1926-1998
William Ronald, was born in Stratford, Ontario. He studied at the Ontario College of Art, Toronto with Jock MacDonald, Carl Schaefer, Will Ogilvie and others; also with Hans Hofmann in New York. He won an I.O.D.E. scholarship in 1951 and a Canadian Amateur Hockey Association scholarship in 1954. He was a member of the Painters Eleven group, Toronto.
In the mid-1950s, after travelling frequently between Toronto and New York, he made the move to New York. There he was influenced by the fragmentary, explosive painting of Willem de Kooning; in his own work he created large central images with a background horizon line. In 1957 he had his first exhibition in the Samuel Kootz Gallery, with which he remained until 1963.

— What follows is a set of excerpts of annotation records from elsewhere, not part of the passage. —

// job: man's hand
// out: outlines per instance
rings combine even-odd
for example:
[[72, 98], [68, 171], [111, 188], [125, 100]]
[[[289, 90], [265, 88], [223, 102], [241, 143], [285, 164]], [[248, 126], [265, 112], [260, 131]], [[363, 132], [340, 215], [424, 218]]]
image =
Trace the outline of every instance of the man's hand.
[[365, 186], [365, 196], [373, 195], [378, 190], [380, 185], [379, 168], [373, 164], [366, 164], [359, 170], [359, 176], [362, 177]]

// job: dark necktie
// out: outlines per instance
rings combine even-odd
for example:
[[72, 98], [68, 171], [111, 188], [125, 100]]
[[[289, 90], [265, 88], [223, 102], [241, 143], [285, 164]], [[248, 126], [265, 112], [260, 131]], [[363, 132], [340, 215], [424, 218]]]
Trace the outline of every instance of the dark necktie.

In the mid-1960s he made the decision to return to Canada.
While working on a 1967 mural commission at the National Arts Centre in Ottawa, Ronald's style evolved into a more hard-edged format prophetic of the 1970s in Canadian art. Through the years he maintained his interest in automatic painting, using a vocabulary of symbols, often central images, that interested him. He also had a career as a broadcaster; he was host for the CBC radio program As it Happens (1969-72) and of a TV variety show about the arts, The Umbrella (1966-67). His work of the 1980s included a series of abstract paintings of the prime ministers.